The Choice of Knowledge Base in Automated Claim Checking
This work addresses the problem of optimizing knowledge base selection for automated claim checking, offering incremental insights for researchers and practitioners in natural language processing and fact-checking.
The study investigated how the choice of knowledge base affects automated claim checking, finding that higher domain overlap between the task dataset and knowledge base improves label accuracy, with no universal best knowledge base and combining multiple bases not enhancing performance beyond the closest-domain one.
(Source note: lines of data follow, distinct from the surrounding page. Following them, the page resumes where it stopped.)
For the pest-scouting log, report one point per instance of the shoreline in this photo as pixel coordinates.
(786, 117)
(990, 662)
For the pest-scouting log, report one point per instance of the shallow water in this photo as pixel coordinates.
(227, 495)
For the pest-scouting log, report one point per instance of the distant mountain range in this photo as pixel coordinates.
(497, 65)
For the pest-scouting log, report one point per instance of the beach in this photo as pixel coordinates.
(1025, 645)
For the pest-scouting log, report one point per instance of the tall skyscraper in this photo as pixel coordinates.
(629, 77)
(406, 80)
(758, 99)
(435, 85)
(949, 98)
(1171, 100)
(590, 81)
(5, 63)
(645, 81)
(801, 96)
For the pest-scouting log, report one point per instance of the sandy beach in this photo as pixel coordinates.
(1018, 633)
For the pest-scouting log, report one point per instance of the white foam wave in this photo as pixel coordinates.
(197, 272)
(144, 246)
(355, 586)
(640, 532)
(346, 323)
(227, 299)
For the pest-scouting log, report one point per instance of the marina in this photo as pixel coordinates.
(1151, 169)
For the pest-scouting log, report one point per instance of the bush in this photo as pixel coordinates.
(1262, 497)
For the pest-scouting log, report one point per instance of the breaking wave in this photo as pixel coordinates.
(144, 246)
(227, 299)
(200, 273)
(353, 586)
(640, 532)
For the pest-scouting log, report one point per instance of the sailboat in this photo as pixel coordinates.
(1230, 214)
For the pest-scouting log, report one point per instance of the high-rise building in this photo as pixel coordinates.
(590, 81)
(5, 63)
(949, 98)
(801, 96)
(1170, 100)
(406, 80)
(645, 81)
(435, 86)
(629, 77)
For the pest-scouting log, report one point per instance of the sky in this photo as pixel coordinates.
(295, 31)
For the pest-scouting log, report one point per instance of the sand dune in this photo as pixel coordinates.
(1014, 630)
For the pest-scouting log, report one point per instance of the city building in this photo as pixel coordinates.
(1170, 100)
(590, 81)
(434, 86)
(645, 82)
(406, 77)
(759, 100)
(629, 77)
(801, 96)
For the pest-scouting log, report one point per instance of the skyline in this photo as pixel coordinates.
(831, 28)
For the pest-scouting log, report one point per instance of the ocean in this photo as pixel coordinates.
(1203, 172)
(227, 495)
Automated claim checking is the task of determining the veracity of a claim given evidence found in a knowledge base of trustworthy facts. While previous work has taken the knowledge base as given and optimized the claim-checking pipeline, we take the opposite approach - taking the pipeline as given, we explore the choice of knowledge base. Our first insight is that a claim-checking pipeline can be transferred to a new domain of claims with access to a knowledge base from the new domain. Second, we do not find a "universally best" knowledge base - higher domain overlap of a task dataset and a knowledge base tends to produce better label accuracy. Third, combining multiple knowledge bases does not tend to improve performance beyond using the closest-domain knowledge base. Finally, we show that the claim-checking pipeline's confidence score for selecting evidence can be used to assess whether a knowledge base will perform well for a new set of claims, even in the absence of ground-truth labels.